In summer I envision the ground exploding with bounty like colorful cartoon fireworks of peppers and eggplant and corn and tomatoes that splash into the air under each footstep, with sound effects like “POP” or “WHOOPEE!” Though it might seem ironic that my cooking feels more modest in peak harvest, it actually makes perfect sense. Fresh fruits and vegetables are a true gift, and must be celebrated naked. The food that is, in its simplest form, though I invite you to try eating naked too. There is nothing quite as primal and sensual.
I tend to roll out of bed with a growling belly, which grows louder in the summer. I waltz through my morning routine in the buck, the damp humidity mocking my robe. I start the kettle for tea to wake my senses. Intending to brush my teeth next, I almost always discover the bowl of peaches and apricots stubbornly blocking my way to the bathroom. My fuzzy brain kicks into cartoon mode; the tempting fruit is sunlit with an angelic glow, singing “HALLELUJAH! EAT ME!”
My hand reaches for the juiciest peach, with those gentle depressions in the skin showing ripeness, so often mistaken for rot. (My farmer friend told me that it’s folly to think of a bruised peach as “spoiled” – tis’ merely ripe for the eating.) My feet carry me to the back porch, and in seconds I’m leaning over the railing slobbering away at the fruit, letting it drip down my hand and onto the flower bed below. I’m gnawing the clinging remnants from the pit by the time I realize I’m not the first one up in the neighborhood, and dash back inside to start my day.
To follow my Grilled Wild Alaskan Salmon with Orange & Basil at a recent, dreamy picnic, I made grilled peaches that had spent all afternoon marinating in a ginger-honey simple syrup. It was ravenously delicious. I even caught my friend on camera describing his morsel of peach in three words – “wet, hot, heaven!” – before he went so far as to eat his dessert off the knee of another friend.
The crowd concurred in their delight: nearly twenty hands courageously plucked peach and apricot halves off the grill – too good to wait for a plate. We howled with joy, and kissed each other’s sticky faces goodnight.

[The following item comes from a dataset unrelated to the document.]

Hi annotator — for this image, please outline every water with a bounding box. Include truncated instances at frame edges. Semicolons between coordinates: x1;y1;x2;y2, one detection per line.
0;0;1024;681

This recipe is ripe for creativity. Scrape a vanilla bean into your simple syrup, or add thyme for an unexpected twist. Interchange peaches with apricots with plums, of all shapes and sizes. Blemishes add character - bruises too! Or slice them off and use the rest of the fruit.
- Stone fruit - 1 quart stone fruit from your local farmers market or pick-your-own farm
- Lemon juice - 1 tablespoon, freshly squeezed
- Honey - 1/4 cup honey (substitute for maple syrup or agave nectar)
- Ginger - 1 teaspoon, freshly grated
- Slice the fruit around the belly, from stem to tail. Twist each half with both hands, as if you are opening an avocado. This won't always work if the fruit is super ripe. No worries, just slice of wedges or let the pieces be messy.
- Remove the pit and add the fruit to a bowl. Toss the fruit with the lemon juice to keep it from browning.
- In a small pot, add the honey and ginger, and warm until if becomes thin in consistency. Toss the syrup with the fruit and marinate in the refrigerator for at least 20 minutes, and up to 2 days before grilling.
- Fire up the grill - in lieu of a grill, you can use your oven broiler on high for 2 minutes (see Peachiest Rustic Gazpacho). Place the fruit on the grill face down for about 5 - 10 minutes, depending on how hot the grill is. The underside should be scored with grill marks and charred. Flip and grill for about 3-5 minutes longer on the curved side. Ultimately, you will have to decide if you like your fruit grilled for less time (crisper) or more time (softer). There's no wrong turn here - unless you burn them, so watch closely.